The steps in the cell below are as follows:

  1. Create a virtual dataset using open_virtual_dataset

  2. Write the virtual store as a Kerchunk reference JSON using the to_kerchunk method.

# Input URL to dataset. Note this is a netcdf file stored on s3 (cloud dataset).
url = "s3://wrf-se-ak-ar5/ccsm/rcp85/daily/2060/WRFDS_2060-01-01.nc"


# Create a virtual dataset using VirtualiZarr.
# We specify `indexes={}` to avoid creating in-memory pandas indexes for each 1D coordinate, since concatenating with pandas indexes is not yet supported in VirtualiZarr
virtual_ds = open_virtual_dataset(
    url, indexes={}, reader_options={"storage_options": storage_options}
)
# Write the virtual dataset to disk as a Kerchunk JSON. We could alternative write to a Kerchunk JSON or Icechunk Store.
virtual_ds.virtualize.to_kerchunk("single_file_kerchunk.json", format="json")

Opening virtual datasets

In the section below we will use the previously created Kerchunk reference JSON to open the NetCDF file as if it were a Zarr dataset.
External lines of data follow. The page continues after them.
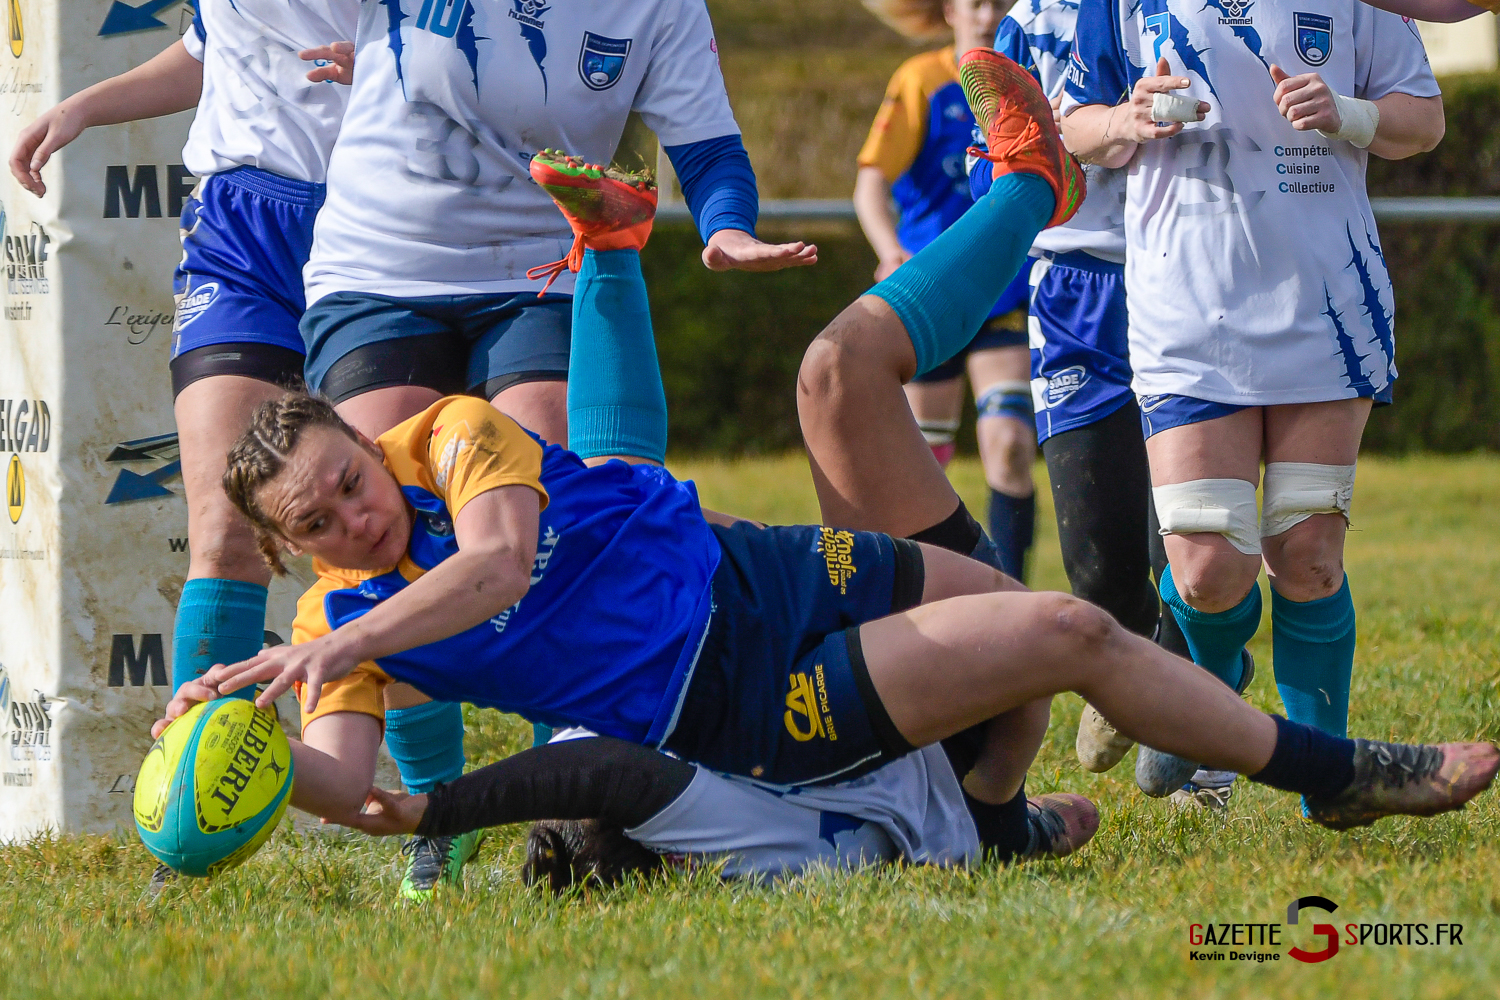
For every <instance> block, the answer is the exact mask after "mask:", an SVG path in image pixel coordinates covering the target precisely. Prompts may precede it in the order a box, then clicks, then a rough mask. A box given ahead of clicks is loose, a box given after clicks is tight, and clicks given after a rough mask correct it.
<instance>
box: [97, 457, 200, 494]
mask: <svg viewBox="0 0 1500 1000" xmlns="http://www.w3.org/2000/svg"><path fill="white" fill-rule="evenodd" d="M181 471H183V463H181V459H178V460H177V462H171V463H168V465H163V466H162V468H159V469H156V471H154V472H151V474H148V475H138V474H136V472H132V471H129V469H120V475H118V477H115V480H114V486H113V487H111V489H110V496H107V498H105V501H104V502H105V505H110V504H127V502H130V501H135V499H151V498H153V496H175V495H174V493H172V492H171V490H169V489H166V487H165V486H162V483H165V481H166V480H169V478H172V477H174V475H177V474H178V472H181Z"/></svg>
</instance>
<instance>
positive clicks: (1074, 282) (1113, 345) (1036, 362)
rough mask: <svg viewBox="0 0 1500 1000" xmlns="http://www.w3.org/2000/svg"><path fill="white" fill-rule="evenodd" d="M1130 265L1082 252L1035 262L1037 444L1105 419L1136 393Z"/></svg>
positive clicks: (1034, 378) (1032, 377) (1032, 342)
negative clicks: (1131, 326) (1131, 389)
mask: <svg viewBox="0 0 1500 1000" xmlns="http://www.w3.org/2000/svg"><path fill="white" fill-rule="evenodd" d="M1128 321H1130V316H1128V313H1127V310H1125V265H1124V264H1112V262H1110V261H1101V259H1100V258H1097V256H1094V255H1092V253H1085V252H1083V250H1074V252H1073V253H1059V255H1056V256H1053V258H1043V259H1040V261H1037V265H1035V267H1034V268H1032V304H1031V328H1032V337H1031V345H1032V405H1034V408H1035V411H1037V442H1038V444H1041V442H1043V441H1046V439H1047V438H1050V436H1052V435H1056V433H1064V432H1065V430H1077V429H1079V427H1088V426H1089V424H1092V423H1095V421H1100V420H1104V418H1106V417H1109V415H1110V414H1113V412H1115V411H1116V409H1119V408H1121V406H1124V405H1125V403H1127V402H1128V400H1130V397H1131V390H1130V381H1131V370H1130V342H1128V336H1127V334H1128Z"/></svg>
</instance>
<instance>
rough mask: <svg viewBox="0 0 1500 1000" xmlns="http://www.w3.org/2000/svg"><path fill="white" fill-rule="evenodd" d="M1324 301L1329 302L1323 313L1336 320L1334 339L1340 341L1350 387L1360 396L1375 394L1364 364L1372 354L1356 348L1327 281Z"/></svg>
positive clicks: (1323, 313)
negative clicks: (1334, 306)
mask: <svg viewBox="0 0 1500 1000" xmlns="http://www.w3.org/2000/svg"><path fill="white" fill-rule="evenodd" d="M1323 301H1325V303H1326V304H1328V309H1325V310H1323V315H1325V316H1328V318H1329V319H1331V321H1332V322H1334V340H1335V342H1337V343H1338V352H1340V354H1341V355H1343V357H1344V378H1347V379H1349V387H1350V388H1352V390H1355V391H1356V393H1359V394H1361V396H1371V394H1374V387H1373V385H1371V384H1370V376H1368V375H1365V364H1364V361H1365V358H1367V357H1370V355H1368V354H1361V352H1359V351H1358V349H1356V348H1355V339H1353V337H1352V336H1349V331H1347V330H1344V318H1343V315H1341V313H1340V312H1338V310H1337V309H1334V297H1332V295H1329V294H1328V283H1326V282H1325V283H1323Z"/></svg>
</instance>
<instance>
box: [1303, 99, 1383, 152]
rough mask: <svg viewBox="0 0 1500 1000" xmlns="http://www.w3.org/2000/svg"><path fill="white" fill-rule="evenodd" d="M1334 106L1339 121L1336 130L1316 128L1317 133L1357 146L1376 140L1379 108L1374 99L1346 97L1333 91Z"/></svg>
mask: <svg viewBox="0 0 1500 1000" xmlns="http://www.w3.org/2000/svg"><path fill="white" fill-rule="evenodd" d="M1334 106H1335V108H1337V109H1338V120H1340V121H1341V124H1340V126H1338V132H1328V130H1325V129H1319V130H1317V133H1319V135H1322V136H1323V138H1325V139H1346V141H1349V142H1353V144H1355V145H1358V147H1359V148H1365V147H1367V145H1370V144H1371V142H1374V141H1376V129H1379V127H1380V108H1377V106H1376V102H1374V100H1362V99H1359V97H1346V96H1344V94H1340V93H1335V94H1334Z"/></svg>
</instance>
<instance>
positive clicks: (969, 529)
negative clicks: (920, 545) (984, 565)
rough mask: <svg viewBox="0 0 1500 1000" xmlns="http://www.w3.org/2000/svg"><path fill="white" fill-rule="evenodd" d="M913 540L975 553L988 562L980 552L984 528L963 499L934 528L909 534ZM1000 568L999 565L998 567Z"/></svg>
mask: <svg viewBox="0 0 1500 1000" xmlns="http://www.w3.org/2000/svg"><path fill="white" fill-rule="evenodd" d="M907 537H909V538H910V540H912V541H922V543H926V544H929V546H938V547H939V549H947V550H948V552H957V553H960V555H966V556H968V555H974V558H975V559H981V562H989V559H983V558H981V556H980V555H977V553H978V550H980V549H983V546H981V543H983V541H984V528H980V522H977V520H975V519H974V514H971V513H969V508H968V507H965V504H963V501H959V505H957V507H956V508H954V510H953V513H951V514H948V516H947V517H944V519H942V520H939V522H938V523H936V525H933V526H932V528H922V529H921V531H918V532H916V534H915V535H907ZM996 568H999V567H996Z"/></svg>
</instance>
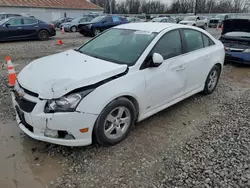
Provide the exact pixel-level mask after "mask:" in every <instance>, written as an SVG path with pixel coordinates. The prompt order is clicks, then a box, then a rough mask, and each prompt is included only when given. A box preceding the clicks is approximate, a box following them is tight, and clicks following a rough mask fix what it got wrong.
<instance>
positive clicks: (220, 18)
mask: <svg viewBox="0 0 250 188" xmlns="http://www.w3.org/2000/svg"><path fill="white" fill-rule="evenodd" d="M224 17H225V16H224V15H222V14H217V15H216V16H215V18H219V19H224Z"/></svg>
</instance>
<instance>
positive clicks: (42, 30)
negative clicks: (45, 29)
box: [38, 30, 49, 41]
mask: <svg viewBox="0 0 250 188" xmlns="http://www.w3.org/2000/svg"><path fill="white" fill-rule="evenodd" d="M42 33H46V35H47V37H46V38H42V37H41V34H42ZM38 38H39V40H42V41H44V40H48V39H49V33H48V31H46V30H41V31H39V33H38Z"/></svg>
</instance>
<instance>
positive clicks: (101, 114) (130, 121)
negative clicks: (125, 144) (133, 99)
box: [94, 97, 136, 146]
mask: <svg viewBox="0 0 250 188" xmlns="http://www.w3.org/2000/svg"><path fill="white" fill-rule="evenodd" d="M135 117H136V109H135V107H134V105H133V103H132V102H131V101H130V100H128V99H127V98H124V97H121V98H118V99H116V100H114V101H112V102H110V103H109V104H108V105H107V106H106V107H105V108H104V109H103V111H102V112H101V113H100V115H99V117H98V118H97V121H96V123H95V127H94V136H95V140H96V141H97V143H99V144H101V145H104V146H109V145H115V144H117V143H119V142H121V141H122V140H124V139H125V138H126V137H127V135H128V134H129V132H130V130H131V128H132V126H133V125H134V123H135Z"/></svg>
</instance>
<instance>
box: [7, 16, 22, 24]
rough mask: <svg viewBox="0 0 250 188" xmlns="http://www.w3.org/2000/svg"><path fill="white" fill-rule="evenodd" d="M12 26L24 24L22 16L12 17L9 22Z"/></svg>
mask: <svg viewBox="0 0 250 188" xmlns="http://www.w3.org/2000/svg"><path fill="white" fill-rule="evenodd" d="M7 23H8V24H10V26H18V25H22V18H11V19H10V20H9V21H8V22H7Z"/></svg>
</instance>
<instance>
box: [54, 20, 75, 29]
mask: <svg viewBox="0 0 250 188" xmlns="http://www.w3.org/2000/svg"><path fill="white" fill-rule="evenodd" d="M73 19H75V18H68V17H65V18H60V19H58V20H56V21H53V22H51V23H52V24H53V25H54V27H55V28H60V25H61V24H62V23H66V22H71V21H72V20H73Z"/></svg>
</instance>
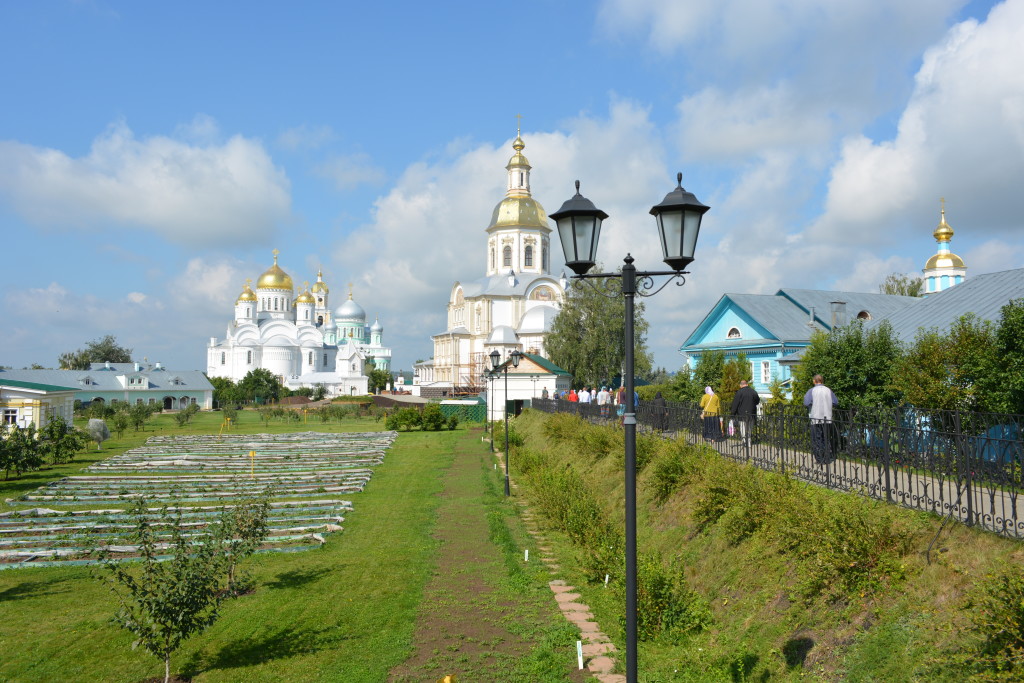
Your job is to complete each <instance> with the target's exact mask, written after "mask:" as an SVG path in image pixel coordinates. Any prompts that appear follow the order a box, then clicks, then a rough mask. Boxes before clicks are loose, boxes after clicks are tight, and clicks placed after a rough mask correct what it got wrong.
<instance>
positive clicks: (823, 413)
mask: <svg viewBox="0 0 1024 683" xmlns="http://www.w3.org/2000/svg"><path fill="white" fill-rule="evenodd" d="M804 405H805V407H806V408H808V409H810V412H809V413H808V417H810V419H811V453H812V454H813V455H814V460H815V462H817V463H818V464H819V465H826V464H828V463H829V462H831V446H830V443H829V441H828V430H829V429H830V427H831V414H833V408H835V407H836V405H839V399H838V398H837V397H836V392H835V391H833V390H831V389H829V388H828V387H826V386H825V385H824V379H822V377H821V376H820V375H815V376H814V386H812V387H811V388H810V389H808V390H807V393H805V394H804Z"/></svg>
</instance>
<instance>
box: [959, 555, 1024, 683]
mask: <svg viewBox="0 0 1024 683" xmlns="http://www.w3.org/2000/svg"><path fill="white" fill-rule="evenodd" d="M966 608H967V609H968V612H969V615H970V618H971V622H972V624H973V627H974V628H973V629H972V632H973V633H974V634H976V635H977V636H979V637H980V638H981V642H980V643H979V648H978V651H977V652H974V653H973V657H971V658H973V659H974V665H975V669H976V670H978V672H979V673H981V674H990V675H991V674H994V675H995V676H992V678H997V679H1004V680H1016V681H1019V680H1021V677H1022V676H1024V568H1021V567H1020V566H1019V565H1008V566H1006V567H1004V568H1001V569H999V570H997V571H996V572H994V573H992V574H989V575H988V577H986V578H985V579H984V580H983V581H982V582H981V583H980V584H979V585H978V587H977V588H976V589H975V590H974V592H973V593H972V595H971V596H970V598H969V600H968V603H967V605H966Z"/></svg>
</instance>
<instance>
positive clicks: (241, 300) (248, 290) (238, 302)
mask: <svg viewBox="0 0 1024 683" xmlns="http://www.w3.org/2000/svg"><path fill="white" fill-rule="evenodd" d="M249 282H250V281H248V280H247V281H246V285H245V287H243V288H242V294H240V295H239V298H238V300H237V301H236V302H234V303H242V302H243V301H257V299H256V293H255V292H253V290H252V288H251V287H249Z"/></svg>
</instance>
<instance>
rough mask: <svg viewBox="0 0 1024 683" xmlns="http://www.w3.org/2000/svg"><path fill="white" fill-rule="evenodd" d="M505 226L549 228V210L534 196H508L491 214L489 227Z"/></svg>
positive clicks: (489, 228) (500, 203) (548, 229)
mask: <svg viewBox="0 0 1024 683" xmlns="http://www.w3.org/2000/svg"><path fill="white" fill-rule="evenodd" d="M505 226H523V227H543V228H546V229H548V230H550V229H551V226H550V225H548V212H547V211H545V210H544V207H543V206H541V203H540V202H538V201H537V200H535V199H534V198H532V197H506V198H505V199H503V200H502V201H501V202H499V203H498V206H496V207H495V211H494V213H492V214H490V224H489V225H488V226H487V229H488V230H489V229H492V228H495V227H505Z"/></svg>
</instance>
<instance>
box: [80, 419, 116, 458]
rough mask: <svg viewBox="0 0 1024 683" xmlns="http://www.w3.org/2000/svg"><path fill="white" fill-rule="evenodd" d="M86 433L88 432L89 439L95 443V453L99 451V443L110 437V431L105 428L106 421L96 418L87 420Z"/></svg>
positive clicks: (108, 428) (110, 434)
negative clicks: (97, 451)
mask: <svg viewBox="0 0 1024 683" xmlns="http://www.w3.org/2000/svg"><path fill="white" fill-rule="evenodd" d="M86 432H88V434H89V438H91V439H92V440H93V441H95V442H96V451H99V444H100V443H102V442H103V441H105V440H106V439H109V438H110V437H111V430H110V428H109V427H108V426H106V421H105V420H99V419H98V418H91V419H90V420H89V425H88V426H87V427H86Z"/></svg>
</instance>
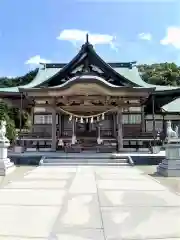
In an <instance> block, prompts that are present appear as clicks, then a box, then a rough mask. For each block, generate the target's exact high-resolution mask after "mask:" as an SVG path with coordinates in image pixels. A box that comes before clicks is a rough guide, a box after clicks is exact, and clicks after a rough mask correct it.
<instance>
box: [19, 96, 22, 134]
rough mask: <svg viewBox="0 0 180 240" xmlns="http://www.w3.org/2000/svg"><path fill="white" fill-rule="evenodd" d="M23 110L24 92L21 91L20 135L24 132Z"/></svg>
mask: <svg viewBox="0 0 180 240" xmlns="http://www.w3.org/2000/svg"><path fill="white" fill-rule="evenodd" d="M22 111H23V94H22V93H21V106H20V120H19V130H20V136H21V132H22Z"/></svg>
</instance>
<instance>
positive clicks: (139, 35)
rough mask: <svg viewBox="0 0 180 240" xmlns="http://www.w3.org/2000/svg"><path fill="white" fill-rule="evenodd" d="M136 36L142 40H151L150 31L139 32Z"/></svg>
mask: <svg viewBox="0 0 180 240" xmlns="http://www.w3.org/2000/svg"><path fill="white" fill-rule="evenodd" d="M138 36H139V38H140V39H142V40H146V41H151V40H152V35H151V34H150V33H140V34H139V35H138Z"/></svg>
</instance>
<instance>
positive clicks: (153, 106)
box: [152, 95, 156, 141]
mask: <svg viewBox="0 0 180 240" xmlns="http://www.w3.org/2000/svg"><path fill="white" fill-rule="evenodd" d="M154 100H155V99H154V95H152V117H153V138H154V141H155V138H156V135H155V134H156V121H155V106H154V104H155V102H154Z"/></svg>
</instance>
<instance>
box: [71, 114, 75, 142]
mask: <svg viewBox="0 0 180 240" xmlns="http://www.w3.org/2000/svg"><path fill="white" fill-rule="evenodd" d="M75 123H76V119H75V117H73V118H72V144H75V143H76V130H75Z"/></svg>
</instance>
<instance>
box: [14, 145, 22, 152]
mask: <svg viewBox="0 0 180 240" xmlns="http://www.w3.org/2000/svg"><path fill="white" fill-rule="evenodd" d="M14 152H15V153H22V152H24V147H22V146H14Z"/></svg>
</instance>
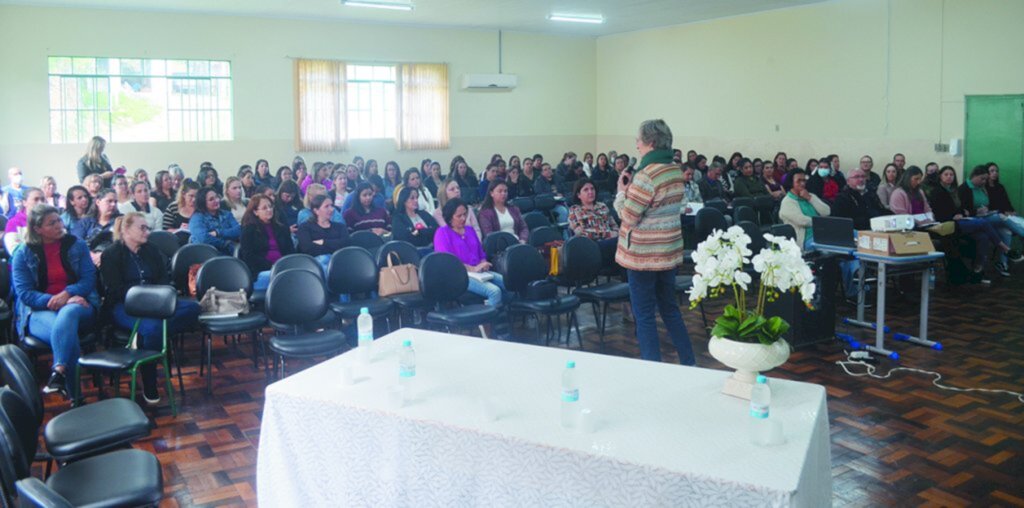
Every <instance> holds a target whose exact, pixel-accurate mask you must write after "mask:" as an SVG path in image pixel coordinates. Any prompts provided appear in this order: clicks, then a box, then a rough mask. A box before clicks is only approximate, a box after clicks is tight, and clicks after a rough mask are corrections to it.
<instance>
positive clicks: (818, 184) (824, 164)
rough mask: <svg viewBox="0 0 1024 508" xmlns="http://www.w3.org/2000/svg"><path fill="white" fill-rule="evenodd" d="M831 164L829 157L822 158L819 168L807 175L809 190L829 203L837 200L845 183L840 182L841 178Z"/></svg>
mask: <svg viewBox="0 0 1024 508" xmlns="http://www.w3.org/2000/svg"><path fill="white" fill-rule="evenodd" d="M830 164H831V162H830V161H829V160H828V159H821V160H820V161H818V169H817V170H815V172H814V174H812V175H811V176H809V177H807V190H809V192H810V193H811V194H813V195H814V196H817V197H818V198H821V201H824V202H825V203H828V204H829V205H830V204H831V203H833V202H834V201H836V197H837V196H839V192H840V190H842V189H843V185H841V184H840V180H839V178H837V177H836V174H835V173H834V172H833V170H831V167H830V166H829V165H830Z"/></svg>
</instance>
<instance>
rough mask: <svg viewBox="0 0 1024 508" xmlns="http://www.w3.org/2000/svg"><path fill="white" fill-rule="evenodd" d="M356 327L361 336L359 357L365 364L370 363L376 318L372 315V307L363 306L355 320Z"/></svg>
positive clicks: (373, 342)
mask: <svg viewBox="0 0 1024 508" xmlns="http://www.w3.org/2000/svg"><path fill="white" fill-rule="evenodd" d="M355 327H356V329H358V336H359V357H360V358H361V359H362V363H364V364H369V363H370V349H371V346H373V345H374V317H373V316H372V315H370V309H369V308H367V307H362V308H361V309H360V310H359V316H358V317H357V319H356V320H355Z"/></svg>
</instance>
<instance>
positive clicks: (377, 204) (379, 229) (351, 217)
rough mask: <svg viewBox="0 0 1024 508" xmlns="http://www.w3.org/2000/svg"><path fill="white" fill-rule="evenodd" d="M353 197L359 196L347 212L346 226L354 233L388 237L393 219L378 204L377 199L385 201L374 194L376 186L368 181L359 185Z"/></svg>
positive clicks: (300, 227)
mask: <svg viewBox="0 0 1024 508" xmlns="http://www.w3.org/2000/svg"><path fill="white" fill-rule="evenodd" d="M375 176H376V175H375ZM377 178H380V177H379V176H378V177H377ZM352 195H353V196H357V197H358V201H357V202H356V203H354V204H353V205H352V206H351V207H350V208H349V209H348V210H346V211H345V224H347V225H348V227H349V228H350V229H351V230H352V232H355V231H362V230H370V231H373V232H374V235H377V236H382V235H387V234H388V232H389V228H390V227H391V217H390V216H389V215H388V213H387V209H386V208H384V206H383V205H381V204H379V203H377V199H378V198H380V199H381V201H383V197H381V196H380V195H379V194H377V193H376V192H374V186H373V185H371V184H370V183H369V182H366V181H365V182H362V183H359V186H357V187H355V192H354V193H352ZM353 201H354V200H353ZM300 229H301V227H300Z"/></svg>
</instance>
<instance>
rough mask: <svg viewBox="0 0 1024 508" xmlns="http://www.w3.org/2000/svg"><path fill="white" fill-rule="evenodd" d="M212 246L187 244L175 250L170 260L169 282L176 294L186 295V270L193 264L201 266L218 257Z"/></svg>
mask: <svg viewBox="0 0 1024 508" xmlns="http://www.w3.org/2000/svg"><path fill="white" fill-rule="evenodd" d="M219 255H220V253H219V252H217V249H216V248H215V247H213V246H212V245H208V244H188V245H185V246H183V247H181V248H179V249H178V250H177V252H175V253H174V257H172V258H171V282H172V284H174V287H175V288H177V290H178V293H180V294H182V295H187V294H188V269H189V268H191V266H193V265H195V264H203V263H205V262H207V261H209V260H210V259H213V258H215V257H217V256H219Z"/></svg>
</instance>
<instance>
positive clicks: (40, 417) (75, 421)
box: [0, 344, 151, 474]
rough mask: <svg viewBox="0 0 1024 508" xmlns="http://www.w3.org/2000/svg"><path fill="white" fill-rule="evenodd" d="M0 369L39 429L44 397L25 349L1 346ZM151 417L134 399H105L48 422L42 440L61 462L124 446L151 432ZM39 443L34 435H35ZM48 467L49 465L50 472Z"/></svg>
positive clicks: (35, 441) (104, 451) (36, 431)
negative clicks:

# We once again need to provide information for fsspec to access the remote file
storage_options = dict(
    remote_protocol="s3", remote_options=dict(anon=True), skip_instance_cache=True
)
# We will use the "kerchunk" engine in `xr.open_dataset` and pass the `storage_options` to the `kerchunk` engine through `backend_kwargs`
ds = xr.open_dataset(
    "single_file_kerchunk.json",
    engine="kerchunk",
    backend_kwargs={"storage_options": storage_options},
)
ds
<xarray.Dataset> Size: 31MB
Dimensions:        (Time: 1, south_north: 250, west_east: 320,
                    interp_levels: 9, soil_layers_stag: 4)
Coordinates:
  * Time           (Time) datetime64[ns] 8B NaT
    XLAT           (south_north, west_east) float32 320kB ...
    XLONG          (south_north, west_east) float32 320kB ...
  * interp_levels  (interp_levels) float32 36B 100.0 200.0 300.0 ... 925.0 1e+03
Dimensions without coordinates: south_north, west_east, soil_layers_stag
Data variables: (12/37)
    ACSNOW         (Time, south_north, west_east) float32 320kB ...
    ALBEDO         (Time, south_north, west_east) float32 320kB ...
    CLDFRA         (Time, interp_levels, south_north, west_east) float32 3MB ...
    GHT            (Time, interp_levels, south_north, west_east) float32 3MB ...
    HFX            (Time, south_north, west_east) float32 320kB ...
    LH             (Time, south_north, west_east) float32 320kB ...
    ...             ...
    U              (Time, interp_levels, south_north, west_east) float32 3MB ...
    U10            (Time, south_north, west_east) float32 320kB ...
    V              (Time, interp_levels, south_north, west_east) float32 3MB ...
    V10            (Time, south_north, west_east) float32 320kB ...
    lat            (south_north, west_east) float32 320kB ...
    lon            (south_north, west_east) float32 320kB ...
Attributes:
    contact:  rtladerjr@alaska.edu
    data:     Downscaled CCSM4
    date:     Mon Oct 21 11:37:23 AKDT 2019
    format:   version 2
    info:     Alaska CASC

Plot dataset

ds.TMAX.plot()
<matplotlib.collections.QuadMesh at 0x7f6ffb532e60>
../../_images/add2a98fb738e3a1d3d778c88308e5d8a8e6289cbe287435bbc79a7b749c6dbf.png

Note that the original .nc file size here is 16.8MB, and the created JSON is 26.5kB. These files also tend to compress very well. As you can see, it the JSON can be written anywhere, and gives us access to the underlying data, reading only the chunks we need from remote without downloading the whole file.